Adriaan van Os wrote:
Frank Heckenbach wrote:
Prof A Olowofoyeku (The African Chief) wrote:
If "name" is not supplied, then GPC could supply sensible defaults: Procedure Foo; external; { GPC supplies "name 'Foo'" automatically) Procedure Bar; { GPC supplies "name 'Bar'" automatically)
As I said, I'd prefer all-lowercase then.
All-lowercase is arbitrary, as was the previous convention. Any default name mangling scheme that is out of control of the programmer (with switches) is arbitrary. The best default will depend on the habits of a platform. The two largest API sets in the world (Win32 and MacOS) have Pascal-style capitalization
This just means that for such routines you need to specify the asmname explicitly, anyway, since there's no way for the compiler to "guess" such a scheme.
and nobody wants to write nEWhAnDLe instead of NewHandle or hEaPaLlOc instead of HeapAlloc.
I don't understand what you mean here.
Again, Pascal is case-insensitive, so the capitalization of Pascal identifiers must not matter. So if you want
procedure NewHandle; external;
to get an asmname `NewHandle', then
procedure nEWhAnDLe; external;
must also get `NewHandle', and I don't think that's possible to do (in general).

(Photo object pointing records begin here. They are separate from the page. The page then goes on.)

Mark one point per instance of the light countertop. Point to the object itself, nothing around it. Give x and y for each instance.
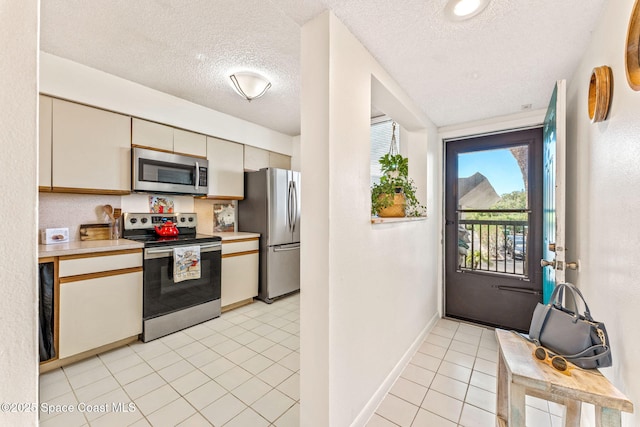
(89, 246)
(86, 246)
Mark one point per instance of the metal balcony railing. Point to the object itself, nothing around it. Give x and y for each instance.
(498, 246)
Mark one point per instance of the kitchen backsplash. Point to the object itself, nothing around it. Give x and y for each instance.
(61, 210)
(58, 210)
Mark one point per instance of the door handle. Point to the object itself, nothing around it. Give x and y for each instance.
(573, 265)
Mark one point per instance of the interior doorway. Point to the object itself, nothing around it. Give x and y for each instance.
(493, 210)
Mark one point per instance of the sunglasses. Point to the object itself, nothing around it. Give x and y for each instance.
(559, 363)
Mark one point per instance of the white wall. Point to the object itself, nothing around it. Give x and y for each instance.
(18, 184)
(603, 200)
(70, 80)
(368, 292)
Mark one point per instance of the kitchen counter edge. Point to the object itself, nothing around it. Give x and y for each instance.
(86, 246)
(228, 236)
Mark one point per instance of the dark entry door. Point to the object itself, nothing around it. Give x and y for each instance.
(493, 202)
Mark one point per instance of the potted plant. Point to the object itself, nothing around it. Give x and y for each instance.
(395, 194)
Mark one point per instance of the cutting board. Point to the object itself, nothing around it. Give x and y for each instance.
(95, 232)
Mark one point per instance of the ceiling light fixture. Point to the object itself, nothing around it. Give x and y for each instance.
(249, 85)
(459, 10)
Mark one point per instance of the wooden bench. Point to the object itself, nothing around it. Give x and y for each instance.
(520, 374)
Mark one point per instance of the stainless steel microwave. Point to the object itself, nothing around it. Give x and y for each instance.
(162, 172)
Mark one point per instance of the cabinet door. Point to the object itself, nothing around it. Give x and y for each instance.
(255, 158)
(150, 134)
(239, 278)
(91, 149)
(279, 161)
(226, 169)
(44, 143)
(185, 142)
(100, 311)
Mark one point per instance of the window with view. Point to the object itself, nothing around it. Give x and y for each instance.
(380, 141)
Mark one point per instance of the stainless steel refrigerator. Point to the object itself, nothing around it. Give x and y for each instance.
(271, 207)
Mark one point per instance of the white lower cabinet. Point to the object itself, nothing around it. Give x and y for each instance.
(239, 271)
(98, 307)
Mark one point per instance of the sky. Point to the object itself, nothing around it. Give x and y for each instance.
(499, 166)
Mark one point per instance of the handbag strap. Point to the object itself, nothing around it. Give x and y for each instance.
(574, 357)
(558, 293)
(581, 356)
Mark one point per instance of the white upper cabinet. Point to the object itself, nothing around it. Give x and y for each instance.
(279, 161)
(255, 158)
(152, 135)
(167, 138)
(44, 144)
(91, 150)
(185, 142)
(226, 169)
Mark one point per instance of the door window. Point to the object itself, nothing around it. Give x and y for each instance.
(493, 210)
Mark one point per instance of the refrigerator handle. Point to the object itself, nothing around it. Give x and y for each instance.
(289, 216)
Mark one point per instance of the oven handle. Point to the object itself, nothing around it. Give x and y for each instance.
(215, 246)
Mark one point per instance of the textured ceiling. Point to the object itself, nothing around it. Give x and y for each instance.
(508, 56)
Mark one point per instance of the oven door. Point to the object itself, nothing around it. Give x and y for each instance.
(163, 296)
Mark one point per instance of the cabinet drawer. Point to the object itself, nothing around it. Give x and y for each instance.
(75, 265)
(240, 246)
(100, 311)
(239, 278)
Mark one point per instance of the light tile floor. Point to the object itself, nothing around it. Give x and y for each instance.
(451, 381)
(243, 370)
(240, 370)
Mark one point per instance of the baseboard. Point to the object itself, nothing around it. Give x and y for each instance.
(370, 408)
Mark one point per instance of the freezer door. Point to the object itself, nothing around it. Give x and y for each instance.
(283, 271)
(295, 214)
(278, 199)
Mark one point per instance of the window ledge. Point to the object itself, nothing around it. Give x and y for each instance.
(378, 220)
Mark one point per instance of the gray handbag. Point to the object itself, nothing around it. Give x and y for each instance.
(578, 338)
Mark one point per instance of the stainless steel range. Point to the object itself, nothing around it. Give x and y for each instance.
(170, 305)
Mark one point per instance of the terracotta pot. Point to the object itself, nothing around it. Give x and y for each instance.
(397, 209)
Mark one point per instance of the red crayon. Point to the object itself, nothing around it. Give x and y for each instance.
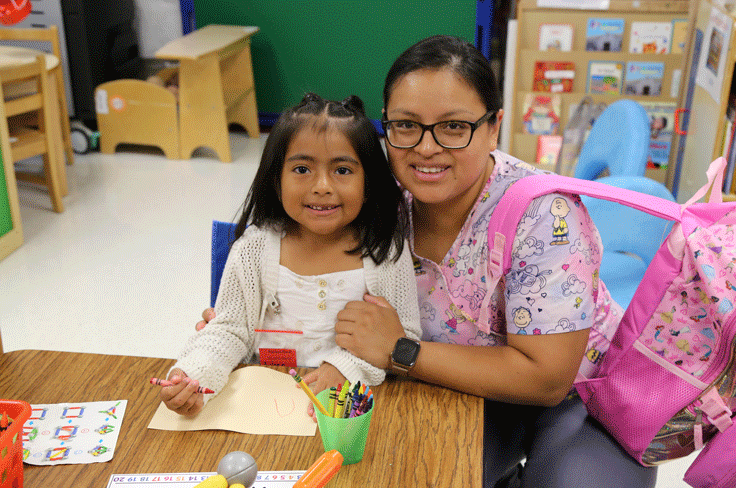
(201, 389)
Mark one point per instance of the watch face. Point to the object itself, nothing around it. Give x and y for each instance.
(406, 351)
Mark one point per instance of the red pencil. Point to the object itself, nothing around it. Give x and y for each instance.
(201, 389)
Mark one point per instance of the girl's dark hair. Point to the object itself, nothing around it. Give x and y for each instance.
(448, 52)
(383, 218)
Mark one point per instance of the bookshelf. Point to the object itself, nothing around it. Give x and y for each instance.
(706, 102)
(531, 18)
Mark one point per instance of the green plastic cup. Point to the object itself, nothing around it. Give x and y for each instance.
(348, 436)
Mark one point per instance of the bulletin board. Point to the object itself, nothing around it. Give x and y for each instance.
(334, 48)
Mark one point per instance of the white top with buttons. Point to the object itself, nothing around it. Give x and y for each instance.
(309, 304)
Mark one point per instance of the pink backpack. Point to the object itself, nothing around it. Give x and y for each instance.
(667, 384)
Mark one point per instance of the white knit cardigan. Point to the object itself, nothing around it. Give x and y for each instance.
(248, 291)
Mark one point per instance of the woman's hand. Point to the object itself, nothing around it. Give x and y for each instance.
(320, 379)
(369, 330)
(182, 396)
(207, 315)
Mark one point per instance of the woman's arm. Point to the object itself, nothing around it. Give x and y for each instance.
(536, 370)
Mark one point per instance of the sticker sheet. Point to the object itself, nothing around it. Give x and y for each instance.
(72, 433)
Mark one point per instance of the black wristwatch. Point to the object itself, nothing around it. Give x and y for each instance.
(404, 356)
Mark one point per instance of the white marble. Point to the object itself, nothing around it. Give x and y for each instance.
(126, 268)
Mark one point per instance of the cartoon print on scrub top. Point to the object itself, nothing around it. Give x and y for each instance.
(522, 318)
(559, 209)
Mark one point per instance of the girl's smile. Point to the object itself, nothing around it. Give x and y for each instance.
(322, 183)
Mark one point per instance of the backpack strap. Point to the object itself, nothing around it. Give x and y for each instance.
(714, 173)
(512, 206)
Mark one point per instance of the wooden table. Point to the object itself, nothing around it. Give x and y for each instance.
(215, 86)
(15, 55)
(421, 435)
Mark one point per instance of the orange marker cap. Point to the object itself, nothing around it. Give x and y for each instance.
(322, 471)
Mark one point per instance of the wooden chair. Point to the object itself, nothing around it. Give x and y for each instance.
(49, 36)
(33, 140)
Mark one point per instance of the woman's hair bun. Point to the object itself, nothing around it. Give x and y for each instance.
(310, 98)
(354, 103)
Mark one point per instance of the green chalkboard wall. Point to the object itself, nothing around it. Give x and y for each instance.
(6, 218)
(333, 47)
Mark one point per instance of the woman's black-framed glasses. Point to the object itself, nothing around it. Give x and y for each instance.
(450, 134)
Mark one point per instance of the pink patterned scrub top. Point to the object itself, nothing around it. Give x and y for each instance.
(552, 286)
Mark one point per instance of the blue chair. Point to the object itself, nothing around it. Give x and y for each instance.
(618, 142)
(222, 236)
(630, 237)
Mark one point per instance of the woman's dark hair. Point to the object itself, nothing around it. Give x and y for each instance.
(383, 218)
(448, 52)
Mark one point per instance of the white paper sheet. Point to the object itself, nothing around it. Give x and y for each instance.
(72, 433)
(255, 400)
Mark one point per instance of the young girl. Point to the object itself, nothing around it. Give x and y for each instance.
(323, 224)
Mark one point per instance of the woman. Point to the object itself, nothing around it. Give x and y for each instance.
(521, 345)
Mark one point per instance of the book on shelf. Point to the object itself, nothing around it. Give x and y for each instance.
(729, 146)
(548, 150)
(728, 174)
(555, 37)
(605, 77)
(650, 37)
(679, 36)
(553, 76)
(541, 114)
(644, 78)
(604, 34)
(661, 126)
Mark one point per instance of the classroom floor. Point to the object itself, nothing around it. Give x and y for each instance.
(126, 268)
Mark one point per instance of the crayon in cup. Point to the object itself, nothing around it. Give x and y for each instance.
(308, 391)
(158, 382)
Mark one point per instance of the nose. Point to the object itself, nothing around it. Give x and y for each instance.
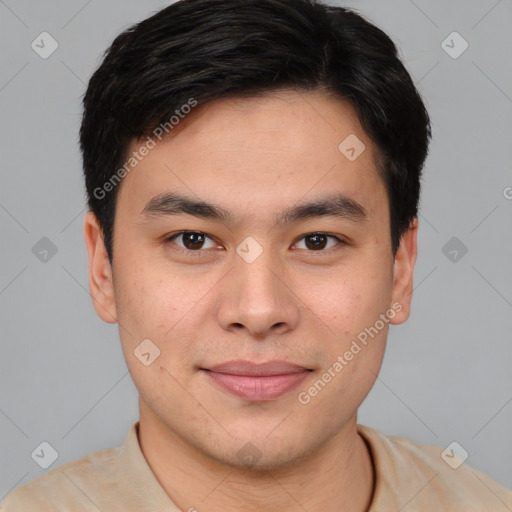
(258, 299)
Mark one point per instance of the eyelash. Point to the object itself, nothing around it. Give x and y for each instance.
(203, 252)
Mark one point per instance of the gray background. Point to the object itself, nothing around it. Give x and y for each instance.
(446, 374)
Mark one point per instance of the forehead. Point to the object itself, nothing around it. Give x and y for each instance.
(270, 150)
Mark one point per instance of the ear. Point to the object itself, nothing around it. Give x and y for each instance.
(100, 271)
(403, 270)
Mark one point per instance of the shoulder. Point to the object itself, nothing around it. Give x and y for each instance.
(426, 476)
(70, 486)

You're right, any default convention is arbitrary, but I think we should choose a somewhat "natural" default. AFAICS, the only "natural" convention in C is all-lowercase. It's what most if not all standard C and POSIX functions use. It's also what many C programmers write; other write mixed style, but as I said above, we can't get that automatically anyway, so we have to ignore that; whereas I haven't seen anyone who would write all C identifiers with first-uppercase-rest-lowercase, so this wouldn't be a useful default convention I think (while it's useful for "internal" Pascal identifiers where the goal is to avoid conflicts with other languages, i.e. quite the contrary).